講演の本題に入る前に、講師の方から、ゴーギャン展 2009の主旨が説明されました。ゴーギャンに関しては、1987年に約150点の作品を集めた展覧会が行われています。今回は、前回行えなかったことをしたいということが、念頭にあったようです。具体的には「我々はどこから来たのか 我々は何者か 我々はどこへ行くのか」(ボストン美術館)の展示ということになります。

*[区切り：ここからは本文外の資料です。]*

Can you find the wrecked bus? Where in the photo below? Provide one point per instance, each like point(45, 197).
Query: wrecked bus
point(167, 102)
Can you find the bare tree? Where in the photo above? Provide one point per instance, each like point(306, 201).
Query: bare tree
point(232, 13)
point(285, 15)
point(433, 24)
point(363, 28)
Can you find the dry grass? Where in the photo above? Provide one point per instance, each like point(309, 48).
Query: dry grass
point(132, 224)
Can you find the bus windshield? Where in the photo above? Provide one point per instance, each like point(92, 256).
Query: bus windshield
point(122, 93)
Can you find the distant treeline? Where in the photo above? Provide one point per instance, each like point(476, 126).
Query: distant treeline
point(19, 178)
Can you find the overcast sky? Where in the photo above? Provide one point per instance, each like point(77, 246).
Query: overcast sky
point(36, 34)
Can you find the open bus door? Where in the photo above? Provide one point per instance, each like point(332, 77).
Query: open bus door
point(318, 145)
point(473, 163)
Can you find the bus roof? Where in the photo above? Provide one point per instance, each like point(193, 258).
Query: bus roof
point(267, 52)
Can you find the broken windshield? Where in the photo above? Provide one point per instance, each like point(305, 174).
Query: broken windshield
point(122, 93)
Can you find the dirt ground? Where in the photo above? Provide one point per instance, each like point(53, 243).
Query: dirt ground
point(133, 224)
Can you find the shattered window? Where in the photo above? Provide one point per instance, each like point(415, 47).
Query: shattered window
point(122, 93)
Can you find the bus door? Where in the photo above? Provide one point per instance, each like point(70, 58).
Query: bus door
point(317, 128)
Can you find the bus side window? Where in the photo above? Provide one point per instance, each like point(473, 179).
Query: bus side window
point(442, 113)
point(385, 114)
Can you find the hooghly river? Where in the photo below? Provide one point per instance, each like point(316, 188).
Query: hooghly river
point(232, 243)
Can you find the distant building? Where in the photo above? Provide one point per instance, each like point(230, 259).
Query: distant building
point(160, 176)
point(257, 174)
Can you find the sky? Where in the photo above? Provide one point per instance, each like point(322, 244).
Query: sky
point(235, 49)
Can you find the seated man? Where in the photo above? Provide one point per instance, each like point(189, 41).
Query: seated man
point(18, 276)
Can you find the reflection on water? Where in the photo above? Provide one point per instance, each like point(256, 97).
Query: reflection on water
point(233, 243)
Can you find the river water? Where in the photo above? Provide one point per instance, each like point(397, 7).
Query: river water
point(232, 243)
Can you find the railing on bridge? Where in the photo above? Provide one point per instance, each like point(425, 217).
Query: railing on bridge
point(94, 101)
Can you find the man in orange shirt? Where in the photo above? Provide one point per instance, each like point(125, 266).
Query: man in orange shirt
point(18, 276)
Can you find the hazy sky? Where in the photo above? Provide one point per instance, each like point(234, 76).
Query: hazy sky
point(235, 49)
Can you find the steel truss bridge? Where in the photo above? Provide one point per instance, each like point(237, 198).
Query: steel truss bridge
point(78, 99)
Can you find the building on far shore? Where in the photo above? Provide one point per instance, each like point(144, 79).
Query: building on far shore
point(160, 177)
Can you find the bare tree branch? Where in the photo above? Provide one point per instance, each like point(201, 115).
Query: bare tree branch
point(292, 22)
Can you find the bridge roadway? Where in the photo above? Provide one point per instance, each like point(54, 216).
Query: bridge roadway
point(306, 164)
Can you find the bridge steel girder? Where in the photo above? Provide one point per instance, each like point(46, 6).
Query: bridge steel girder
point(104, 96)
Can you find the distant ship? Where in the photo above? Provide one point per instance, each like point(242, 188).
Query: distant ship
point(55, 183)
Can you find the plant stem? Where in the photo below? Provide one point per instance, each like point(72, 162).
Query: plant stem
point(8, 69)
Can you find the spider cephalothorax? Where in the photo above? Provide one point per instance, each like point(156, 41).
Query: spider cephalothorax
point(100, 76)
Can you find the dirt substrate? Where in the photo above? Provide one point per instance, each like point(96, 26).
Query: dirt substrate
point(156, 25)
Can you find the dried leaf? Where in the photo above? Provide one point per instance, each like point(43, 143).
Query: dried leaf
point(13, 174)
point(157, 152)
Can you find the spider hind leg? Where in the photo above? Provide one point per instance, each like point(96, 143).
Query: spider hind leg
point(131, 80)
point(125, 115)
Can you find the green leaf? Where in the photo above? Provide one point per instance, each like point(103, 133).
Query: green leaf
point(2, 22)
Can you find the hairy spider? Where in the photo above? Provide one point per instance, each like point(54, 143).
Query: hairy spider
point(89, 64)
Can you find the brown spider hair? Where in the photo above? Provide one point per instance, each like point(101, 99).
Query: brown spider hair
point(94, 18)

「我々はどこから来たのか 我々は何者か 我々はどこへ行くのか」が海外に出るのは、フランスへの2例を含め、今回が3回目とのこと。“皆既日食”よりもレアなケースで、この作品を日本で見られる最後の機会ではないかと思っているとのことでした。


ちなみに、現在は1日3000人ぐらいの入場者で推移しているようです。ゴッホ展のような1日1万人ペースでも耐えられるだけの準備をしてあるとのことなので、今行けば、ゆっくりとゴーギャンの作品を鑑賞できるようです。なお、今回の展示作品数は約50点とのことです。


◆野性の解放
画家ゴーギャンは、タヒチに行ったことで大きく才能を開花させたと思われがちですが、実際には、タヒチに行くまでに、独自のスタイルを確立しています。今回の展覧会では、ゴーギャンがどのような過程で、最高傑作「我々はどこから来たのか 我々は何者か 我々はどこへ行くのか」を描くに至ったか、その道筋が時間軸に沿って分かるように展示がされているとのことです。

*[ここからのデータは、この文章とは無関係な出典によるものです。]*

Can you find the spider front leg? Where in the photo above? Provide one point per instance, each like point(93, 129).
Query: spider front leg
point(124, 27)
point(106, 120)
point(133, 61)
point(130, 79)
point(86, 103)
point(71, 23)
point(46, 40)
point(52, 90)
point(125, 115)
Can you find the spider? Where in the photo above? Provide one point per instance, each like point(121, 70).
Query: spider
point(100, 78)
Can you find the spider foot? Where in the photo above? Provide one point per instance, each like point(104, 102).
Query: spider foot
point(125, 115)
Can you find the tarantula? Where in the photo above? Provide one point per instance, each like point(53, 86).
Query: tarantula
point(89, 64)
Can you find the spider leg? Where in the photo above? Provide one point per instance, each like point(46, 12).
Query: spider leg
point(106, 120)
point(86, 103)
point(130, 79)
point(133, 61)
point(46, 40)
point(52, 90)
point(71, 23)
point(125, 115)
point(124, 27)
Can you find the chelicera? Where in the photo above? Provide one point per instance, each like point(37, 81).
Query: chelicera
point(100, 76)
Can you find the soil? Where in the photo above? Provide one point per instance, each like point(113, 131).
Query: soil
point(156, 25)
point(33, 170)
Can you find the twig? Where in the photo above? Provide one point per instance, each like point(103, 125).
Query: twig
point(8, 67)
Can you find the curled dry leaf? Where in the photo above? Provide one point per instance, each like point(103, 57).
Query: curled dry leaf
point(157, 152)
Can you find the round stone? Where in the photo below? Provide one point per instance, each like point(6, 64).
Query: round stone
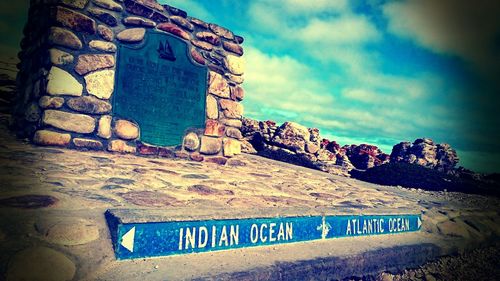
point(104, 127)
point(212, 108)
point(191, 142)
point(51, 102)
point(65, 38)
point(105, 32)
point(46, 137)
point(78, 123)
point(63, 83)
point(40, 263)
point(68, 232)
point(2, 235)
point(126, 130)
point(235, 64)
point(103, 46)
point(121, 147)
point(131, 35)
point(89, 104)
point(101, 83)
point(210, 146)
point(59, 57)
point(231, 147)
point(218, 85)
point(92, 62)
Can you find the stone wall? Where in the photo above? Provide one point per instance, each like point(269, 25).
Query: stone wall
point(66, 77)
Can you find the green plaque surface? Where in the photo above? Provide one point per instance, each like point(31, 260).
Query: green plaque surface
point(159, 86)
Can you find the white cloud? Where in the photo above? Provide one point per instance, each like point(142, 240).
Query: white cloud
point(454, 27)
point(342, 30)
point(307, 6)
point(283, 83)
point(193, 8)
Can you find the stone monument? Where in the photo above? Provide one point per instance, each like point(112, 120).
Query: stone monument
point(129, 76)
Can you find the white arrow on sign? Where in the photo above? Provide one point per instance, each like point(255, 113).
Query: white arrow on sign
point(128, 240)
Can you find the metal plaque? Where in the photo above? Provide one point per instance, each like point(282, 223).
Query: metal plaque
point(159, 86)
point(156, 238)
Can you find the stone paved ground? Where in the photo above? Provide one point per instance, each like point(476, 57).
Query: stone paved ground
point(52, 203)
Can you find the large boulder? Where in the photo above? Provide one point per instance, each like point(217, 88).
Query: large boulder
point(294, 143)
point(365, 156)
point(425, 152)
point(292, 136)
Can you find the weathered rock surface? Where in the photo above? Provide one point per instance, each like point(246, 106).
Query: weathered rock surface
point(101, 83)
point(120, 146)
point(74, 20)
point(103, 46)
point(218, 85)
point(88, 63)
point(104, 127)
point(191, 142)
point(63, 83)
point(46, 137)
point(78, 123)
point(105, 32)
point(365, 156)
point(126, 130)
point(89, 104)
point(174, 29)
point(210, 145)
point(293, 143)
point(51, 102)
point(58, 57)
point(131, 35)
point(65, 38)
point(426, 153)
point(137, 21)
point(67, 232)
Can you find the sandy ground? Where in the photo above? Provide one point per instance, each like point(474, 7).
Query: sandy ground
point(52, 203)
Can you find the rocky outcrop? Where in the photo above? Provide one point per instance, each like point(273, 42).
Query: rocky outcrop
point(294, 143)
point(365, 156)
point(426, 153)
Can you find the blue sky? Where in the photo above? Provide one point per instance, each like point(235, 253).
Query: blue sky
point(376, 72)
point(373, 71)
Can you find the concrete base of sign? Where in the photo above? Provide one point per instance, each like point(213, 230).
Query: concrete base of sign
point(151, 236)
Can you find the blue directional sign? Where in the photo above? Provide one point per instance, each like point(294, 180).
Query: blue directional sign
point(153, 239)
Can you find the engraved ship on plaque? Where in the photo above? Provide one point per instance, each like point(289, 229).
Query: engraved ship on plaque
point(165, 51)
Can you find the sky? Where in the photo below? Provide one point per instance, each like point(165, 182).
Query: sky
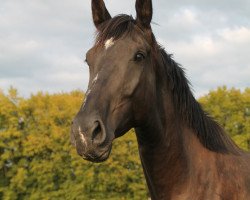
point(43, 43)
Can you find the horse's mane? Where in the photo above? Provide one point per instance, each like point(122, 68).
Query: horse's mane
point(210, 134)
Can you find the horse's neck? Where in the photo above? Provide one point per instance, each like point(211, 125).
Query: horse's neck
point(168, 153)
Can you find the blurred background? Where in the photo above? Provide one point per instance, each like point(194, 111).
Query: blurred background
point(43, 78)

ゴーギャンは元来、株式仲買人でした。趣味で絵画を描いたり、印象派の作品を集めていましたが、1883年に突然芸術家として生きる決意をします。このとき、ゴーギャンは35歳。ゴーギャン1903年に亡くなっているので、その芸術家としての活動は、僅か20年間だったということになります。


・オスニー村の入り口(1882-83年)

当初、ゴーギャンの主題は「田園風景」でした。印象派の画家ピサロらとの交流があったゴーギャンの作風は、印象派といえます。


・愛の森の水車小屋の水浴(1886年)

しかし、パリの喧騒から離れたブルターニュ地方で素朴な人間生活に触れることで、ゴーギャンは内なる野性に目覚めることになります。


また、1887年のマルチニーク島への滞在では、“熱帯”への啓示を受けることになります。幼少期をペルーで過ごしたことや、水夫として世界中を旅した経験、そうしたバックボーンを経て、ゴーギャンの絵画は色づかいが鮮やかになっていきます。


・説教のあとの幻影(1888年)

ブルターニュ地方で描かれたこの作品には、明確な輪郭線、平坦な色面、鮮やかな赤の色彩が使われています。このように、ゴーギャン独自のスタイルが確立されていきます。


・海辺に立つブルターニュの少女たち(1889年)

純化された背景に対し、圧倒的な存在感を放つ2人の少女。はにかんだ表情が印象的です。


・黄色いキリスト(1889年)

この後、ゴッホとの共同生活があるのですが、この説明は時間の都合上割愛。ゴッホとの共同生活と関係があるかは不明ですが、ゴーギャンの絵画にキリスト教的な主題が見られるようになります。


・純潔の喪失(1890-91年)

ゴーギャンは近代生活に対して批判的なスタンスをとってきましたが、近代化の波はブルターニュ地方にも訪れることになります。そして、ゴーギャンタヒチに向かうことになります。


<要点>
「画面の単純化」「色彩の表現力」「謎めいたキリスト教的主題」「重要なモチーフとしての裸婦」といったスタイルは、タヒチに行く前に確立されていた。


タヒチ
ゴーギャンの滞在地はタヒチ以外にもマダガスカルやトンキンも候補となっていました。しかし、ここで留意すべき点は、いずれの土地もフランスの植民地であり、未開の土地ではなかったということです。タヒチの首都パペーテには、大きな街でした。ゴーギャンパペーテを離れ、さらに奥地で暮らすことになりますが、ゴーギャンはフランス人画家であり、守られるべきゲストという立場にありました。このことは、ゴーギャンの限界ということができます。


・小屋の前の犬、タヒチ(1892年)

この絵画の構図は、遠巻きに女たちを見つめるゴーギャンの視点と考えることができます。また、多くの研究者が絵画に描かれる“犬”は、ゴーギャンの分身であると指摘しているようです。この絵画からは、ゴーギャンタヒチの間にある心理的な距離感を読み解くことができます。


・かぐわしき大地(1892年)

ゴーギャンはテハーマナという女性との出会いを通じ、タヒチとの距離感を縮めていきます。また、文献などからも、タヒチの歴史を学んでいくことになります。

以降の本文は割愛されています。